Saturday June 27, 1998

Ninth Circuit Voids
Valley Water Contracts

By Howard Hobbs, General Editor Daily Republican Newspaper

WASHINGTON DESK - Fourteen large, long-term water contracts for San Joaquin Valley growers are void and must be renegotiated after environmental reviews, the 9th Circuit U.S. Court of Appeals ruled Wednesday.

The opinion in No. 97-16173 Natural Resources Defense Council v. Houston upheld and even broadened, somewhat, a 1997 ruling by U.S. District Judge Lawrence Karlton of Sacramento in favor of 15 conservation and fishing groups that challenged the 40-year contracts. In additional to a formal environmental impact study under federal law, the contracts may also be subject to a state law that requires dams to release enough water to protect fish downstream, the court said. This case involves the Friant Dam, which dried up 20 miles of the San Joaquin River when it was built in the 1940s.

Prior to construction of the Friant dam, the San Joaquin River supported a variety of fish species, including the chinook salmon. The annual spring floods also fed the surrounding wetlands with fresh water.

After the Friant dam was built, the San Joaquin River terminated at the dam, and water from the Sacramento-San Joaquin Delta is exported upstream to water users below the dam through a process of pumping and reverse flows.

This situation has adversely affected both wetlands and river fish, including the winter-run chinook salmon. The salmon, which was listed as threatened in August, 1989, and is now endangered, is under the protective jurisdiction of the National Marine Fisheries Service. Other listed species under the jurisdiction of the Fish and Wildlife Service are also located in the Friant Service Area.

Various irrigation and water districts, that rely on water from the Friant dam, appealed the district court' s summary judgment decision that the Bureau of Reclamation, violated the Endangered Species Act by renewing water contracts prior to completing required endangered species consultations and mandated by Section 8 of the Reclamation Act, requiring compliance with the California Fish and Game Code.

The Central Valley Project (CVP) is a multi-unit reclamation project administered by the Bureau.

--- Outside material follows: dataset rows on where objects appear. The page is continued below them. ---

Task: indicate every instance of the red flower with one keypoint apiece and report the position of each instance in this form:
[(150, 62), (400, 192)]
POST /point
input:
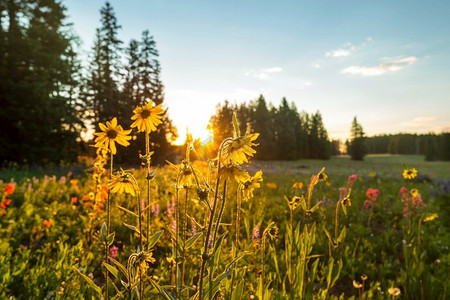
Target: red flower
[(9, 189)]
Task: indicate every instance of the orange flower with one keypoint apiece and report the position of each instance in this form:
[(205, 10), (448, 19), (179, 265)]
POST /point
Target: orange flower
[(9, 189), (47, 223)]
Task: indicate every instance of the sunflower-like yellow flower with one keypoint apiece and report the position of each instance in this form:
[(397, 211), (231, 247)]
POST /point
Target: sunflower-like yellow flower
[(111, 133), (394, 291), (248, 186), (297, 185), (234, 173), (238, 149), (145, 260), (123, 182), (409, 173), (357, 285), (147, 118)]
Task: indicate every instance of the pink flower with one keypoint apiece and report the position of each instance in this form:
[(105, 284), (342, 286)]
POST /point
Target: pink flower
[(351, 179), (343, 193), (403, 190), (114, 251), (372, 194)]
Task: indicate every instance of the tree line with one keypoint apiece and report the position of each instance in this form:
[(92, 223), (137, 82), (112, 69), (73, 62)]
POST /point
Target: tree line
[(433, 146), (48, 96), (285, 133)]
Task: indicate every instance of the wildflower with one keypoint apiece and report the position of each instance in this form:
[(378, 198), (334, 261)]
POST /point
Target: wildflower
[(234, 173), (414, 192), (112, 133), (294, 202), (372, 194), (394, 291), (271, 230), (123, 182), (271, 185), (403, 190), (409, 173), (249, 185), (154, 209), (147, 117), (297, 185), (238, 149), (171, 207), (114, 251), (146, 259), (342, 193), (430, 217), (256, 236), (9, 189), (47, 223)]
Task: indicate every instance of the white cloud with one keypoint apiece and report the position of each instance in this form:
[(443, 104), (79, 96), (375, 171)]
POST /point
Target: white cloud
[(378, 70), (272, 70), (347, 49), (338, 53), (419, 122), (263, 74)]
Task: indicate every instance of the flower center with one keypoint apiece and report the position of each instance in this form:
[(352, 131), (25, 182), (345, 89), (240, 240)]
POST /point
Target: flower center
[(145, 114), (111, 134)]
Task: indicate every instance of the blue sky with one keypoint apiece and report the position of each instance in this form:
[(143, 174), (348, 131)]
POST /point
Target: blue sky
[(387, 62)]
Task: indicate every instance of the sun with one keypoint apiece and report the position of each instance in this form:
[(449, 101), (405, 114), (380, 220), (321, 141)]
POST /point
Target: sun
[(198, 132)]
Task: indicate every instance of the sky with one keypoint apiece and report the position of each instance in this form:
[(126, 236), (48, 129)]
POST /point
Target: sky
[(386, 62)]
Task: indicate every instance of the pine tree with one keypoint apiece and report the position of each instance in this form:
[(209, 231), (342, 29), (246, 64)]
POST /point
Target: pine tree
[(356, 147), (103, 90), (38, 80), (262, 122)]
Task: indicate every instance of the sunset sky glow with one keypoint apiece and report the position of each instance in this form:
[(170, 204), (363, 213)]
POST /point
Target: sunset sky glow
[(387, 62)]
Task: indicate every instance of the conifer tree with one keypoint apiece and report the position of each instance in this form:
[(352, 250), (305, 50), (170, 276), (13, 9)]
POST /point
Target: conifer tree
[(356, 147)]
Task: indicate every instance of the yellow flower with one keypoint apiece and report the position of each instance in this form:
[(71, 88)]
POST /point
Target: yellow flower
[(147, 117), (409, 173), (394, 291), (238, 149), (112, 133), (414, 192), (430, 217), (271, 185), (249, 185), (297, 185), (123, 182), (234, 173), (147, 257)]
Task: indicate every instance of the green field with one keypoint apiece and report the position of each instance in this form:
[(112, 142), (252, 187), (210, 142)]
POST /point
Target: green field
[(327, 245)]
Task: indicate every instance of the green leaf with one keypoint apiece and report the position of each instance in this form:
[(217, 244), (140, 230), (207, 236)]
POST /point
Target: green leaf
[(191, 241), (110, 238), (111, 269), (154, 239), (315, 207), (103, 232), (127, 211), (162, 291), (122, 269), (342, 235), (132, 228), (237, 293), (214, 288), (91, 283)]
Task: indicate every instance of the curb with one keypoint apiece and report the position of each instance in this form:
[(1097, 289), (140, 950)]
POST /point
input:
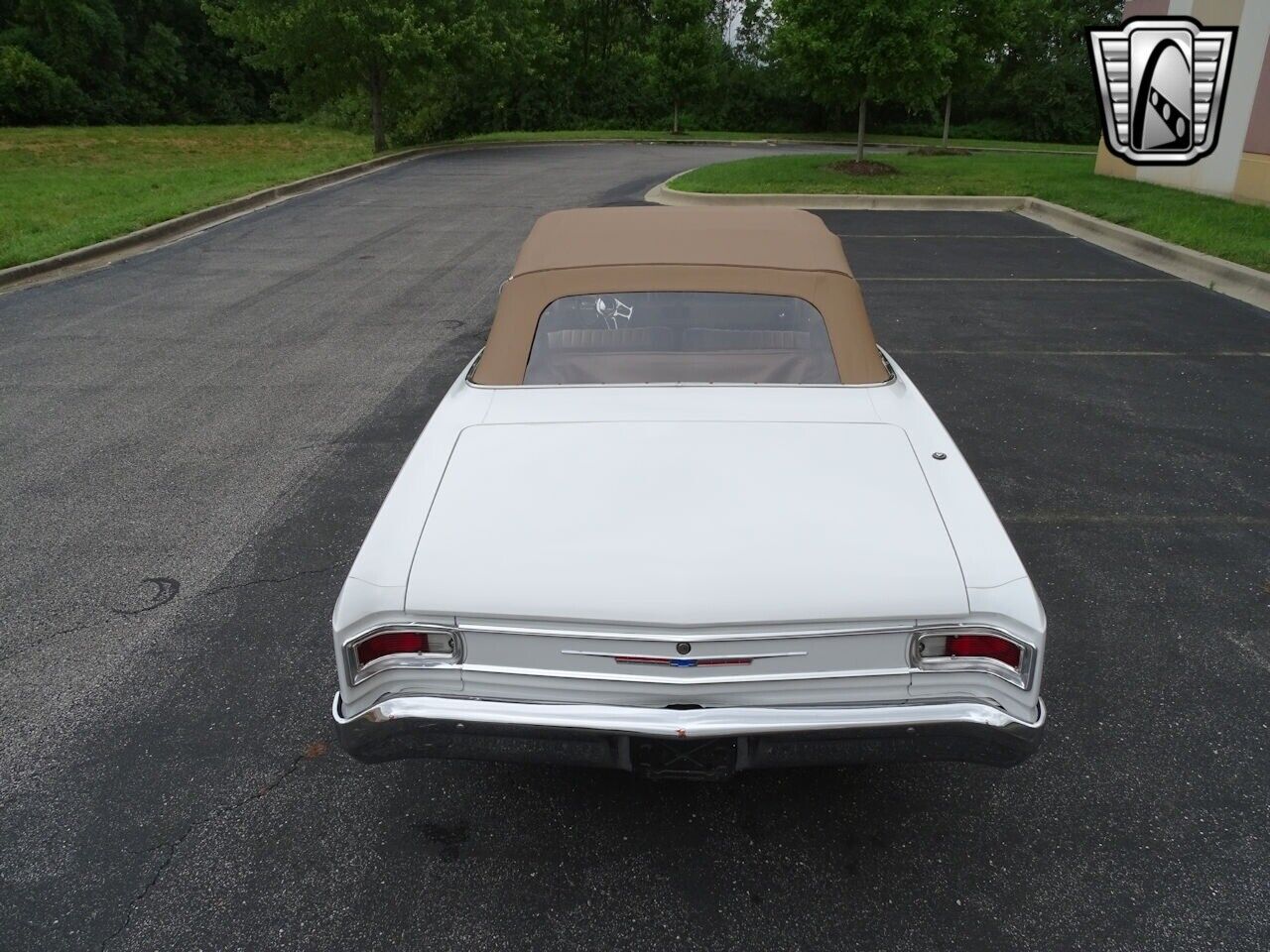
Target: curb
[(1228, 278), (121, 246)]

The Friant dam unit of the CVP was built on the San Joaquin River by the Bureau in the 1940s. Prior to construction of the dam, the San Joaquin River met the Sacramento River at the Sacramento-San Joaquin Delta, where they then flowed out to the Pacific Ocean. Since the time that the dam was completed, the Friant unit has impounded the San Joaquin River water behind the Friant dam and diverted the water to surrounding irrigation districts. This impoundment and diversion leaves a dry stretch of San Joaquin riverbed.

The plaintiff conservationist organizations on the law suit include Trout Unlimited of California, California Sport Fishing Alliance, Sierra Club, Stanislaus Audobon Society, and others.

Defendants water districts in the San Joaquin Valley included the Friant Water Users Authority, Madera Irrigation, Dist.,Chowchilla Water Dis., Orange Cove Irrigation Dist., Delano-Earlimart Irrigation Dist., Lindsay-Strathmore Irrigation Dist., Tulare Irrigation Dist., and many others.

The legal effect of the Court's opinon is that all the water contracts have to now be subjected to public hearings and review as to environmental impacts and remedial action to restore the river habitat for certain and specific endangered species including some fish, and birds before the water contracts can be renegotiated.